Je trouve bizarre la manière dont tu te définis et dont tu parles des autres composantes de ta lutte. Nous, dans la Résistance, nous ne nous divisions pas en légalistes, pacifistes et violents. Il y avait les maquisards qui vivaient armés dans la clandestinité, la population qui nous soutenait matériellement et les gens qui, au sein de l’administration, faisaient les faux papiers et transmettaient certaines informations – c’est grâce à l’union de ces trois composantes qu’il y a eu de la résistance en France, et il aurait été désastreux de se dissocier de l’une. Votre distinction – car tu n’es pas le seul à parler en ces termes – a forcément pour effet de stigmatiser ce qu’il faudrait soutenir en priorité : celles et ceux qui prennent le risque de menacer le bon déroulement du programme de destruction concocté par les autorités.
Soit, mais nos situations n’ont rien à voir – et il faut s’y adapter. On ne peut comparer le nazisme et ce que je combats : Carcenac est un escroc, mais ce n’est pas un Hitler qui assassine à tour de bras. Les gendarmes mobiles commettent des exactions, mais ils ne tirent pas à balles réelles.

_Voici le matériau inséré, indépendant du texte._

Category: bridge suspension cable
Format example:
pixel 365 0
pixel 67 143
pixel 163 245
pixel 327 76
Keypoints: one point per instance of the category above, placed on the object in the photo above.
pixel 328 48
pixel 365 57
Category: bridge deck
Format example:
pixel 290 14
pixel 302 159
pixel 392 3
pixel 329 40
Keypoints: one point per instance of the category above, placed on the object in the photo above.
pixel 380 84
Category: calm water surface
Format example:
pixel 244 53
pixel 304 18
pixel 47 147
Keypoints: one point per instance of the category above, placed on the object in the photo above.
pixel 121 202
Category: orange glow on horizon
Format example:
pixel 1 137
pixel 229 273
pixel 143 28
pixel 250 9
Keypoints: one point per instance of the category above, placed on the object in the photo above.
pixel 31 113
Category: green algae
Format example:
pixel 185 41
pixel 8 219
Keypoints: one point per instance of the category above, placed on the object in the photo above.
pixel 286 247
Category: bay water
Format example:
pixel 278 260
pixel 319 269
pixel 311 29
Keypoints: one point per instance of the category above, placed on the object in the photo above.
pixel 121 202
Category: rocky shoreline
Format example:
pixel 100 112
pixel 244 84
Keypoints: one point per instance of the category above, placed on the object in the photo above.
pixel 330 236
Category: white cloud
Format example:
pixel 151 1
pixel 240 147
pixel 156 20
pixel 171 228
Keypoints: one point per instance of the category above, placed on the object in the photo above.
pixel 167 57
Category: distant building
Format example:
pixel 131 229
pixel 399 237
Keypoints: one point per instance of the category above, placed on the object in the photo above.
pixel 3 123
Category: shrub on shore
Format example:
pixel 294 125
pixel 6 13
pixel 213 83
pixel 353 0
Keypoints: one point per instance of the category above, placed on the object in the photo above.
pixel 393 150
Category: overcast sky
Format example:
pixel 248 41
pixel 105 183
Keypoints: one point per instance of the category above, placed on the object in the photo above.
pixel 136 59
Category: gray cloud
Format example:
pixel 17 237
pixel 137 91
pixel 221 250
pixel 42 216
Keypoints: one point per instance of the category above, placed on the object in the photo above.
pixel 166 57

C’est vrai, mais tu m’as dit toi-même que les logiques économiques et politiques qui poussent à faire ce barrage, elles menacent la vie et donc l’humanité. Et tu vois bien que ce barrage, il est fait contre vous. Contre votre monde, vos idéaux et vos pratiques pacifistes. Si vous n’arrêtez pas le chantier, vous allez sortir de cette lutte affaiblis, collectivement et individuellement. Il faut donc résister, tous ensemble. A chacun de faire ce qu’il peut en fonction de ce qu’il sait et se sent capable. Pour gagner un combat, de toute façon il faut de tout et ne pas reculer devant l’épreuve de force. L’essentiel, c’est de ne pas se dissocier des autres – çà, c’est faire le boulot du pouvoir : « diviser pour mieux régner ». (...)

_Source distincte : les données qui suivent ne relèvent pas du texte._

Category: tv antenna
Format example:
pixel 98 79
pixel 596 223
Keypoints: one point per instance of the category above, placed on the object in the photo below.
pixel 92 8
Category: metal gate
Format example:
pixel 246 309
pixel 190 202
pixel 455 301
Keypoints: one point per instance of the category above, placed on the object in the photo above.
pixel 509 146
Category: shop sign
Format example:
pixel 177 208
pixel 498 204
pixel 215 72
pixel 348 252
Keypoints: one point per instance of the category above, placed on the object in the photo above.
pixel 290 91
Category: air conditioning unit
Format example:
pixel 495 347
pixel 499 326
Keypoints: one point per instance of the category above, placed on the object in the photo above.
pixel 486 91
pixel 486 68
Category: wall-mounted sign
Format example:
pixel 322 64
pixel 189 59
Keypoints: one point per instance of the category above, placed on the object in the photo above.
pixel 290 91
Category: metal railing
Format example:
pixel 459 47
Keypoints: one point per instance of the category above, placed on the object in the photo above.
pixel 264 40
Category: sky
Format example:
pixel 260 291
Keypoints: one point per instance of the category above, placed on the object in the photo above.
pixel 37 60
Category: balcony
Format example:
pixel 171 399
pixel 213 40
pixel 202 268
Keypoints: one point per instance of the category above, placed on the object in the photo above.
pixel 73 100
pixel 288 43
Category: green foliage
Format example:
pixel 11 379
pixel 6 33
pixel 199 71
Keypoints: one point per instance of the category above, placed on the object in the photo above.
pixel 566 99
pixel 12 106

La violence, ça s’exerce contre des personnes ou des êtres sensibles, pas contre des machines. Détruire des machines, ce n’est pas de la violence, c’est du sabotage pour mettre les forces de destruction hors d’état de nuire. Oui à toutes les offensives, qu’elles soient, dans le langage de la police, « violentes » ou « non violentes ». Car ce n’est pas de cette manière qu’il faut se définir, et il ne faut pas se laisser définir ainsi. Cette question est un piège pour diviser et paralyser. (...)

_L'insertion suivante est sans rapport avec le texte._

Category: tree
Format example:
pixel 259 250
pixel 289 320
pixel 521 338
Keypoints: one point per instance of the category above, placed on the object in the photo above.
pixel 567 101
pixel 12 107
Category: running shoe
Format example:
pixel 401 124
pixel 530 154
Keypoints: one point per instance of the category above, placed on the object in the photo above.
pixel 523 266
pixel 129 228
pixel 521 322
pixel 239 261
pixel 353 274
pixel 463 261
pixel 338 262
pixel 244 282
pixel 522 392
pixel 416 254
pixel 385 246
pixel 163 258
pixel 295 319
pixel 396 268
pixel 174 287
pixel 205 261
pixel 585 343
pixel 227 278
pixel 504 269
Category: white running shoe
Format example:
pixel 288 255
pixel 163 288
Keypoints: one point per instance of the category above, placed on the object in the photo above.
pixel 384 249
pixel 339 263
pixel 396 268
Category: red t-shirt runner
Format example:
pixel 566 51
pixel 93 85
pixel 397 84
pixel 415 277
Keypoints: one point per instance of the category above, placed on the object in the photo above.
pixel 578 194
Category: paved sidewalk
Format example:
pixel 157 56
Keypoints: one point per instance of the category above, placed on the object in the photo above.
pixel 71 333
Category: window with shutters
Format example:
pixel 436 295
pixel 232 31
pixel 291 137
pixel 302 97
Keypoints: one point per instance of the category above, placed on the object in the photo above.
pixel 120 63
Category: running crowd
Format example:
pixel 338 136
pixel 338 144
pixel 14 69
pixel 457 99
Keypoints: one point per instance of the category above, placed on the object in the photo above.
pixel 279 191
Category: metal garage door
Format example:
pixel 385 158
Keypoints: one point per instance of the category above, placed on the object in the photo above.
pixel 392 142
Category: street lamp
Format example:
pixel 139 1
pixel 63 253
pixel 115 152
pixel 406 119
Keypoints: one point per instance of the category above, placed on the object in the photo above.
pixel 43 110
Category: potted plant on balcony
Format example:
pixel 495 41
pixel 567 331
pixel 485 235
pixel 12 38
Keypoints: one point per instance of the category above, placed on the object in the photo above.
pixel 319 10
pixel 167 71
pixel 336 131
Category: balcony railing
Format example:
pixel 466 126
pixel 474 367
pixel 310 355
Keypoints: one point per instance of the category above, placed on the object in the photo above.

il me faut souligner une dernière chose : moi aussi, je suis pour l’offensive et l’audace – c’est ce qui nous manque le plus. Mais je ne pense pas qu’on ait besoin d’être « violent ». Celles et ceux qui ont le plus ralenti les travaux et la police, ce sont les enterrés et les grimpeurs, pas les barricadiers, même s’ils ont un rôle à jouer. Tu as raison de nous mettre en garde sur un mot qui, aujourd’hui, met finalement tous les illégalismes dans un même sac, pour les condamner en bloc, sans plus distinguer entre le bris de machine et la violence sur personne. Mais tu me sembles céder, comme tant de jeunes d’une époque nourrie aux scènes de bataille, à la fascination pour la violence. N’oublies pas : on peut être offensif sans être agressif, on peut arrêter les machines sans les détruire, on peut renverser le pouvoir sans le prendre – et c’est ce dont je rêve. (...)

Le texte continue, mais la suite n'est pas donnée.